Building a security culture within an organization is crucial. Could you elaborate on the strategies you employ to instill this culture, ensuring that every member of the team values and prioritizes cybersecurity in their day-to-day activities?
“Wow, big topic,” When talking about specific measures, the maturity of the organization is important, so I will try to stay general.
Understanding the reason why is critical. Human psychology requires things to make sense, especially when we have an option to do or not to do something. So, talking about the impact and risk sides of it in a way that is relevant to them is very helpful. One of the main questions is who is responsible for security risks. Establishing responsibilities is foundational, and although simple, it is not easy.
Also, security needs to become part of what employees do, not on top of what they do. This has to do with the aforementioned responsibilities, but also organization and incentives.
As someone passionate about the game of Basketball, are there aspects of teamwork, strategy, or leadership from the sport that you find particularly applicable to your role in cybersecurity?
Definitely. I always find basketball and team analogies. My colleagues are laughing now, for sure. I get a lot of inspiration when it comes to leadership, high performance, and teamwork from basketball.
Some of the abilities I admire in sports that translate well to business are: painting a common vision with a high level of ambition; and building grit to persevere in tough times. Being a role model for constantly learning and improving. Building team spirit, lifting each other up, and performing together.
Cybersecurity is not only about technology but also about understanding human behavior and motivations. How do you approach the human element in cybersecurity, especially when it comes to educating employees and users about potential risks and best practices?
We touched on it in one of the previous questions. What we know for sure is that training and awareness are important, but it matters a lot how they are done. One size fits all does not work; static, boring content does not work. If it does not affect or concern employees, success is very limited.
There are some technologies and companies out there in the category of human risk that can help us identify users who need help the most and tailor communication and protective measures to their needs. I believe that these technologies can massively increase effectiveness in this area.
Your passion for protecting people and their data is evident. How do you balance the ever-changing landscape of cybersecurity threats with maintaining a proactive and resilient security posture?
The first step is understanding risk very well, and I mean really well in the business context.
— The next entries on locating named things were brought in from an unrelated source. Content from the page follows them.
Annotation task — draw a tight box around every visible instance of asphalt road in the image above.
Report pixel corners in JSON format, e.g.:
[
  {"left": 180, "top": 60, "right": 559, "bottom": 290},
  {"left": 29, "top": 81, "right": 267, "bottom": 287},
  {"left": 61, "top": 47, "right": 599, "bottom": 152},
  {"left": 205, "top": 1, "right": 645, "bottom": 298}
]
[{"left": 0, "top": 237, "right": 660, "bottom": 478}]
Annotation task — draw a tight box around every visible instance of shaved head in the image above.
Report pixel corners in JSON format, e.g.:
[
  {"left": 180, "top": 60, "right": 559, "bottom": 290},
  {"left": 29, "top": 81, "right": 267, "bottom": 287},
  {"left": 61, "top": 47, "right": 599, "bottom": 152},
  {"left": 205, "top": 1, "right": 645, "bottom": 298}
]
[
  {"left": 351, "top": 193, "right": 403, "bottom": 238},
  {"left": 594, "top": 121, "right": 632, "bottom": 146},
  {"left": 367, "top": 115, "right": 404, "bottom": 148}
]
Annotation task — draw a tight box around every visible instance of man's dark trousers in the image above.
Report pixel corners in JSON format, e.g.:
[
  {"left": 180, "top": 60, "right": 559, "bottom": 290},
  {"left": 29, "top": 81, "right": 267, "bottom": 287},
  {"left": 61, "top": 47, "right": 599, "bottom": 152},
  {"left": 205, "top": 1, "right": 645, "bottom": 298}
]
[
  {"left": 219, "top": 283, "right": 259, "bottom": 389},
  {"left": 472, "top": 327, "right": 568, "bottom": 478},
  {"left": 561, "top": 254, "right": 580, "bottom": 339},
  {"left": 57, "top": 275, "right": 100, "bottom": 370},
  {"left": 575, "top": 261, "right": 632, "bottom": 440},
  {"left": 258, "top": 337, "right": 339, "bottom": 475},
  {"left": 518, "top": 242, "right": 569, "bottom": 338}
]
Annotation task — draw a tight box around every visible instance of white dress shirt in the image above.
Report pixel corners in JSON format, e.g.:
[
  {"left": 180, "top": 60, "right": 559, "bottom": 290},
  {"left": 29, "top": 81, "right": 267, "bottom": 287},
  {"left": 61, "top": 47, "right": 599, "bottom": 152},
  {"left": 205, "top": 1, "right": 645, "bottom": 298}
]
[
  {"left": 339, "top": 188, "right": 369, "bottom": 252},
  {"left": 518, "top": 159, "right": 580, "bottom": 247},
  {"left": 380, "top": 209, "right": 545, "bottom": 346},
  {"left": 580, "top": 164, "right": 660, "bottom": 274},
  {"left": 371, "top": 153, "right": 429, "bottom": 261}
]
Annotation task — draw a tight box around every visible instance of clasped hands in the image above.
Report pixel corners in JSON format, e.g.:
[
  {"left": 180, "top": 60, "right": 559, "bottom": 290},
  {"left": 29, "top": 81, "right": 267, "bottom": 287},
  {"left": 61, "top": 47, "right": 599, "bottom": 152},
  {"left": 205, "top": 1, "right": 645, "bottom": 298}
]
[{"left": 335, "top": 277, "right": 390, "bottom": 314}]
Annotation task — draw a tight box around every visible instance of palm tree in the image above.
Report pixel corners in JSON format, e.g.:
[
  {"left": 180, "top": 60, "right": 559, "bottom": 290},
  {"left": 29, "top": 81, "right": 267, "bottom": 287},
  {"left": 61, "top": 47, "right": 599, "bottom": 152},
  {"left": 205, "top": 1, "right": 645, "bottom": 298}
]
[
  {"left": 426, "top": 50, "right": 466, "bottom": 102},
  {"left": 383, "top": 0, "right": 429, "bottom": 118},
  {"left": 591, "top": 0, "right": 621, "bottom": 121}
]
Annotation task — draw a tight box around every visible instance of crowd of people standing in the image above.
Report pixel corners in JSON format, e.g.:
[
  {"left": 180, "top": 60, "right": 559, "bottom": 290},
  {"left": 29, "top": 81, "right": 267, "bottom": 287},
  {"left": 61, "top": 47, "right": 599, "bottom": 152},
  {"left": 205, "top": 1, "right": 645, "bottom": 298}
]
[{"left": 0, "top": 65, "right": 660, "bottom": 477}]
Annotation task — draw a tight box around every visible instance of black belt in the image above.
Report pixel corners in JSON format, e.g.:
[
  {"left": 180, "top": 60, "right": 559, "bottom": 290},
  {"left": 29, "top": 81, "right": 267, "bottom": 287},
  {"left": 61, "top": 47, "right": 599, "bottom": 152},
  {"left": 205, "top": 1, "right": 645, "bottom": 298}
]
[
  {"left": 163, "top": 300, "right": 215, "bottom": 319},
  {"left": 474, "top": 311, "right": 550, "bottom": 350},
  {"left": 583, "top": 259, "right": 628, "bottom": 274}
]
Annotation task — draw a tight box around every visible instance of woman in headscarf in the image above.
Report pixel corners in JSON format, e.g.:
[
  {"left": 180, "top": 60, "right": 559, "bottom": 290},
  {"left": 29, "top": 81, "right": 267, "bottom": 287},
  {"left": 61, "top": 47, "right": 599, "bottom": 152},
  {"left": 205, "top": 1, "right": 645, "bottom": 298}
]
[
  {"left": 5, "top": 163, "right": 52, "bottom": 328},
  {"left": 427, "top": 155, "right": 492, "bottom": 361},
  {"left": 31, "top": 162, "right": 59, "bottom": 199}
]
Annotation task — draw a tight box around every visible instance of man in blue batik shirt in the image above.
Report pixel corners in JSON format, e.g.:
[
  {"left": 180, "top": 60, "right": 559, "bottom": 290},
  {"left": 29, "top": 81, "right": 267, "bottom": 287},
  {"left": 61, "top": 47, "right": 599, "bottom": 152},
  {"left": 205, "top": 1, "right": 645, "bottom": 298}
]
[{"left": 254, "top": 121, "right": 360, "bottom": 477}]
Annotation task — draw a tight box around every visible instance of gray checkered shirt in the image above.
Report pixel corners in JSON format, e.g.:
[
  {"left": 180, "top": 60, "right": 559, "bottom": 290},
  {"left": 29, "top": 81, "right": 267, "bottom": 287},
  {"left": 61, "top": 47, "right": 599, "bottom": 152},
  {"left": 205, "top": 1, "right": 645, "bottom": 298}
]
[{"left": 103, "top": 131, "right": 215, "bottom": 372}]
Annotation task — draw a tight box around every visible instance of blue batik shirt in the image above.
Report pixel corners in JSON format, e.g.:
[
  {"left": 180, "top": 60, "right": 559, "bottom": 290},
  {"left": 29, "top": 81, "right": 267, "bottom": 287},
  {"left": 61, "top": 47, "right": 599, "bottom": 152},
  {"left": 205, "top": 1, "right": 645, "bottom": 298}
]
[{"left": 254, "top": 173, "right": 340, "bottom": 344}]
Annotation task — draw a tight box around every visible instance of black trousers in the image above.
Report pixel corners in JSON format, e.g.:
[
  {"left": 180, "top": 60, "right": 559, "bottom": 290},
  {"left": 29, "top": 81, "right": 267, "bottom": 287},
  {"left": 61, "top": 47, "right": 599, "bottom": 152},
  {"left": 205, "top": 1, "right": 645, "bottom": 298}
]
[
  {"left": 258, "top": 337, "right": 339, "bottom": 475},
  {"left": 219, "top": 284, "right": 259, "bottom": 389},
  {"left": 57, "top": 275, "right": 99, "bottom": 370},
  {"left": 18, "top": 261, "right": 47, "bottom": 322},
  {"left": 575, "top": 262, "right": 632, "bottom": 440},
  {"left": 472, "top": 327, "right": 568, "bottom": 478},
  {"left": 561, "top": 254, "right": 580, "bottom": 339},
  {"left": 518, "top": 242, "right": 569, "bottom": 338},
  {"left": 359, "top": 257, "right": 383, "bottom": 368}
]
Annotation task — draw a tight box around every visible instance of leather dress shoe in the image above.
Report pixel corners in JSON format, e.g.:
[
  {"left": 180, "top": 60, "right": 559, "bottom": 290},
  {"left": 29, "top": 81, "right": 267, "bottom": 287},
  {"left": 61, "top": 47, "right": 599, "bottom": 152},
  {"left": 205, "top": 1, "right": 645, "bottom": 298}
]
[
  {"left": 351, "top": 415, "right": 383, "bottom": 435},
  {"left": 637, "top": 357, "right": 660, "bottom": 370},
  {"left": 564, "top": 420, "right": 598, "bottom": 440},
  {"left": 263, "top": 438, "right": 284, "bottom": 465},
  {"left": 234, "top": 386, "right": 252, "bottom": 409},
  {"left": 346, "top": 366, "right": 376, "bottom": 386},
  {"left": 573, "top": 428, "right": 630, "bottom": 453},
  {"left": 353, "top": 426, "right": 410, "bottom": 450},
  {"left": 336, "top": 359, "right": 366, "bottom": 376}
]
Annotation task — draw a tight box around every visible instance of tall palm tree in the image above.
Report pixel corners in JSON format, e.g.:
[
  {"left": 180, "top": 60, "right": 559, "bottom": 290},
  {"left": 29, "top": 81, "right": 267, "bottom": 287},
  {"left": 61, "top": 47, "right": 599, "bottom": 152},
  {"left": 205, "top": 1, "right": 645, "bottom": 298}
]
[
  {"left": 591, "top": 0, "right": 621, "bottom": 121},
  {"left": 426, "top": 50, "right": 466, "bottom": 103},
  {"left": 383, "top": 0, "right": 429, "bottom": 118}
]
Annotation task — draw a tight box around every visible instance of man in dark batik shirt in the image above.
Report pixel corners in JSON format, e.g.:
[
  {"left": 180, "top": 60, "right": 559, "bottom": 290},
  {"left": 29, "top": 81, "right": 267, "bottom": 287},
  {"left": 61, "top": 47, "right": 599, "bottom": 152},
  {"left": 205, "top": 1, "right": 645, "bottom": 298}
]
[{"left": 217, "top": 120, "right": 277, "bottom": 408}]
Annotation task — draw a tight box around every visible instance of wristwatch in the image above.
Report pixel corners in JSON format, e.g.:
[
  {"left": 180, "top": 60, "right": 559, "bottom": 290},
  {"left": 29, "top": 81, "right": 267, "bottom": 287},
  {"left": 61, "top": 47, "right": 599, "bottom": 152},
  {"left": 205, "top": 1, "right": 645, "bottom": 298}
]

Then, communicate those risks to relevant stakeholders and establish responsibilities. Define appropriate measures and track their implementation. Sounds familiar? We, as security leaders, all know this, yet we struggle more than we realize with understanding and communicating from the business perspective. We have great technologies and experts to implement them, so I dedicate most of my time to business context and communication.
Since the speed of change is faster than ever and increasing, we regularly revisit the described cycle.
With your background in both startups and large corporations, how do you foster innovation within a well-established organization like Swisscom, ensuring that it remains agile and responsive?
This is precisely our role at the Swisscom Outpost, with my focus on cybersecurity. In Silicon Valley, we learn about new technologies, start-ups, and ways of thinking and gain insights into the world’s leading tech companies. From all the insights, we extract what is relevant and significant and adds value to Swisscom in Switzerland.
Innovation is about combining great ideas with effective execution. I am normally not the one with the idea; I see myself as an enabler for people and startups with ideas, helping them achieve their dreams. This benefits not only us as a company but the entire ecosystem. In my case, the cybersecurity ecosystem.